A sampling of American public opinion on involvement in Ukrainefrom Pew Research. Opinion is against too much involvement.

American opinion on Russia -- the majority sees Russia as a problem but not an adversary.

American views of America's role in the world -- 'should mind its own business'; 'should get on with business'.

PigletJohn · 08/04/2014 08:15

The opinions of old men in America might be of interest to some people in America.

Hopefulgoat · 08/04/2014 11:01

Zbigniew Brzezinski, President Carter’s National Security Advisor born in Warsaw in 1928, and the father of Mark Brzezinski who is Obama’s Foreign Policy Advisor . He is very popular in Eastern Europe for conducting the US policy that won the cold war and defined the US foreign policy towards Russia after it.

Brzezinski, originally a Pole, was born in Warsaw.

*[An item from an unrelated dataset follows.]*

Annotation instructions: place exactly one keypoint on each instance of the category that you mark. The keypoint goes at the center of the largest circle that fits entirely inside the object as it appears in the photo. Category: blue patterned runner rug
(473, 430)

His family came from an area of Polish Galicia that is now in Ukraine. He stated in an interview, "The extraordinary violence that was perpetrated against Poland did affect my perception of the world, and made me much more sensitive to the fact that a great deal of world politics is a fundamental struggle."

The man who grew up on hatred and infused his poison not only in US foreign policy (as you would expect), but also in the young generations of East Europeans and Ukrainians long after the fall of USSR when the "fundamentals" for the ideological struggle were gone and only viceral racism and hatred kept the anti-Russian "struggle" going.

Instead of learning history, gerations of Ukrainians and Latvians (+ Estonians and Lituanians) since 1991 were fed on a nationalistic propaganda that hidden the Nazi crimes and the role of SS Galicia (and equivalent in Latvia) and the Bandera army of Nazi collaborators and painted them as national heros. The propaganda that selectively steers grievances from past history, repainting complex historic heritage of the empire and Soviet Union into straignt ethnic hatred against Russia, ommiting to highlight the role of the locals in implementing and upholding not only the Nazi genocide, but also the Stalin regime. [[http://balticworlds.com/ukraine%E2%80%99s-problematic-relationship-to-the-holocaust/ BOTH VICTIM AND PERPETRATOR
UKRAINE’S PROBLEMATIC RELATIONSHIP TO THE HOLOCAUST]]

As a result you get a generation of young educated people that put "kill the jews, kill the Russians" and "we are European now" in one sentence, as in the comments bellow this video

Hopefulgoat · 08/04/2014 11:03

Before anyone comments I stand corrected, both 'Jews' and 'Russians' need a capital letter, - just typo.

PigletJohn · 08/04/2014 11:18

The youtube user who loaded goat's link is a strange person who has loaded a number of interesting clips on various subjects.

Like goat, I have no way of identifying who the nutters are who have appended comments, or what country they live in.